Water-gated phthalocyanine transistors: Operation and transduction of the peptide–enzyme interaction
Graphical abstract
Introduction
Interfacing electrolytes with organic semiconductors has been an interesting and effective approach for achieving high charge carrier density (typically 1012 cm−2) and low voltage operation (<1 V) in organic thin-film transistors (OTFT) [1], [2]. Such virtuous device characteristics are attributed to the high capacitance of the electrolyte/semiconductor interface (∼10−6 F cm−2) which exceeds typical values for thin-film dielectrics (e.g. high-k oxides, self-assembled monolayers – SAMs, polymer films) commonly used in conventional OTFTs [1]. In this sense, several different electrolytes (e.g. ionic liquids, polyelectrolytes, polymer electrolytes, ion gels, aqueous solutions) have been exploited as the “gate dielectric” in such electrolyte-based thin-film devices [1]. The use of aqueous solutions as the dielectric medium offers an additional advantage over such variety of choices – a benign environment to produce biosensors and related bioelectronic applications using OTFTs [2], [3].
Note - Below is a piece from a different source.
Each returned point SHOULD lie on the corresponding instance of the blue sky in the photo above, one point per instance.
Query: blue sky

In a water-gated OTFT, a drop of water or buffer solution is placed in contact with the organic active layer over the whole transistor channel area [2], [3], [4]. An immersed top-gate electrode sets the electrical potential that controls the motion of ionic species and, consequently, the number of charge carriers in the transistor channel by two different mechanisms, named field-effect gating and electrochemical doping [2], [5], [6], [7]. The former is based on the accumulation of charge carries in the semiconductor film due to the formation of an electric double layer at the solid/liquid interface, similarly to the field-effect process in conventional OTFTs [6]. The latter, on the other hand, relies on the penetration of electrolyte ions into the organic semiconductor bulk, causing its electrochemical doping and, therefore, changes to the transistor channel current [6]. The coexistence of these two mechanisms in the same device is also likely to occur [6], [7]. Such hybrid operation mode becomes an interesting feature to probe the mechanisms related to the accumulation and transport of charges in organic thin-films [6], [7].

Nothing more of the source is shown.